Saturday, March 10, 2012

Play ethic

My friend Carol sent me this little piece in the email yesterday, and what struck me about it was the definition of play:

"Play is anything done in joy -- including "work"!

In our environment we call what we do with materials "to work", we call the objects "materials", but when I worked with another teacher in the past, she called them "jobs." And I've heard parents tell children "I have to go to my work now, and your work is to come to school." And I have a little slip of paper on my wall at school with Maria Montessori's words "Work is the cure". And I am well aware of work being a human tendency (and have experienced a year of unemployment and can attest to the difficulty of existing without a defined work). And although I love my work (see, I even wrote it in my blog description), all this talk about work, and no talk about play. And the article, although simplistic, was a nice reminder.


:: The Play Ethic ::

According to the *work ethic* of our culture,
happiness comes from hard work and toil.
"No pain, no gain."

This contradicts the *play ethic* of nature:
maximizing pleasure while avoiding pain.

Nature always follows the path of least resistance.

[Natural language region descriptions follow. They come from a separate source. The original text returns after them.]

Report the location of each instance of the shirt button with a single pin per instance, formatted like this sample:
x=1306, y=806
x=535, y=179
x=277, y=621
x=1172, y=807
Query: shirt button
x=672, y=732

Children naturally express the play ethic, and a lot
of parent-child conflict reflects the clash between
the two value systems.

Joyful parenting begins the moment you abandon the
work ethic and start taking play seriously. That
doesn't mean never working; play is anything done in
joy -- including "work"!

So if parenting feels like hard work to you, set your
sights on a new career of full-time play. But don't
change your routine yet. Start with a change in
attitude.

Focus on the pleasure potential in every moment and,
gradually, a joyful new routine will evolve to match
your intentions.

From here: http://dailygroove.net/play-ethic



It also brings to mind a question that's been lingering since I had a conversation with some folks at an airport on my where to somewhere some weeks ago:

Do you work to live, or do you live to work?